Skip to content

YousefSamm/smart_vision_assistant

Repository files navigation

Smart Vision Assistant - Raspberry Pi 4B

A professional smart glass system with 4 operational modes controlled by 3 push buttons.

🎯 Features

  • Time Mode: Announces current time every minute
  • Text Recognition: Uses OCR to read text from camera feed
  • Object Detection: YOLOv8 object detection with audio description
  • Distance Measurement: Ultrasonic distance monitoring with warnings
  • Audio Feedback: Text-to-speech for all operations
  • Button Control: 3-button interface for mode selection
  • Multi-threaded: Efficient concurrent operation
  • Professional Architecture: Modular, maintainable codebase

πŸ“‹ Hardware Requirements

  • Raspberry Pi 4B
  • Pi Camera Module
  • 3 Push Buttons with external pull-down resistors
  • HC-SR04 Ultrasonic Sensor
  • Audio output (speakers/headphones)

πŸ”Œ Pin Connections

Buttons (with external pull-down resistors)
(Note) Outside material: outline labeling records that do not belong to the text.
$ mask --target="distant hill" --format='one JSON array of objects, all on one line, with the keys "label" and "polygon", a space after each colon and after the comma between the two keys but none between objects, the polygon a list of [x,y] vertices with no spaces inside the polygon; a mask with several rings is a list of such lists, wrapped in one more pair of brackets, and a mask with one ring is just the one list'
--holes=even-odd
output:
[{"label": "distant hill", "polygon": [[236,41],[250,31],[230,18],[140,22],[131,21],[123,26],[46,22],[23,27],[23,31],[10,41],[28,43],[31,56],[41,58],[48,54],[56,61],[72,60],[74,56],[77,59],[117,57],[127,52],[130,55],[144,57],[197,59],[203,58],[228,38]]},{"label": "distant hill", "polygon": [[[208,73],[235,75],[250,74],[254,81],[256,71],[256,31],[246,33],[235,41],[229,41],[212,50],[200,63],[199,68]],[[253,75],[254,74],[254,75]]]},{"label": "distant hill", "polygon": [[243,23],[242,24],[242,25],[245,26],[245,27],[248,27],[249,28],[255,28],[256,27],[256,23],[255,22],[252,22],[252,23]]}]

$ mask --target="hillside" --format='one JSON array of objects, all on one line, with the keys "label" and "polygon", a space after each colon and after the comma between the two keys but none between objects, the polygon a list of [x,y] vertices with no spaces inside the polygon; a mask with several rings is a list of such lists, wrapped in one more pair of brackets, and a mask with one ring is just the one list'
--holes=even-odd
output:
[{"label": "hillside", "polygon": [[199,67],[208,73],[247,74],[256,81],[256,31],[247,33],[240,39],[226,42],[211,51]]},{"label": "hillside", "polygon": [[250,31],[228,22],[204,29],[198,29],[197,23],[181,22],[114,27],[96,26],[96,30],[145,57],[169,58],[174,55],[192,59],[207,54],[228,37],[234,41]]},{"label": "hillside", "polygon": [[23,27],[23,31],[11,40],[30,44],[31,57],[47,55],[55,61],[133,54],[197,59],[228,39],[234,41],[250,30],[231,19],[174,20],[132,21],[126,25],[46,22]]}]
  • Button 1 (Mode Selection): GPIO 36 (BOARD pin 36)
  • Button 2 (Confirm): GPIO 38 (BOARD pin 38)
  • Button 3 (Exit/Idle): GPIO 40 (BOARD pin 40)

Ultrasonic Sensor

  • TRIG: GPIO 7 (BOARD pin 7)
  • ECHO: GPIO 11 (BOARD pin 11)

See docs/wiring_diagram.md for detailed wiring information.

πŸš€ Installation

1. Clone the Repository

git clone https://github.com/YousefSamm/smart_vision_assistant.git
cd smart_vision_assistant

2. Install Python Dependencies

pip install -r requirements.txt

Or install as a package:

pip install -e .

3. Install System Packages

sudo apt update
sudo apt install tesseract-ocr python3-pygame libcamera-tools

4. Enable Camera

sudo raspi-config

Navigate to Interface Options β†’ Camera β†’ Enable

5. Run Installation Script (Optional)

chmod +x scripts/install.sh
./scripts/install.sh

πŸ’» Usage

Starting the System

Option 1: Using the run script

python3 run.py

Option 2: Using the module directly

python3 -m smart_glass.main

Option 3: Using the installed command (after pip install -e .)

smart-glass

Button Operations

  1. Button 1 (Mode): Cycle through 4 modes

    • Press to switch: Idle β†’ Time β†’ Text Recognition β†’ Object Detection β†’ Distance Measurement β†’ Idle
    • Interrupts current audio and announces new mode
  2. Button 2 (Confirm): Confirm and activate selected mode

    • Activates the currently selected mode
    • Interrupts any playing audio
  3. Button 3 (Exit): Exit current mode and return to idle

    • Stops current mode operation
    • Returns to idle state

Modes

1. Time Mode

  • Announces current time every minute
  • Format: "The current time is HH:MM AM/PM"

2. Text Recognition Mode

  • Captures frames from camera every 5 seconds
  • Performs OCR using Tesseract
  • Speaks detected text: "I can see the following text: [text]"

3. Object Detection Mode

  • Uses YOLOv8 for real-time object detection
  • Updates every 3 seconds
  • Speaks detected objects: "I can see one person, two chairs"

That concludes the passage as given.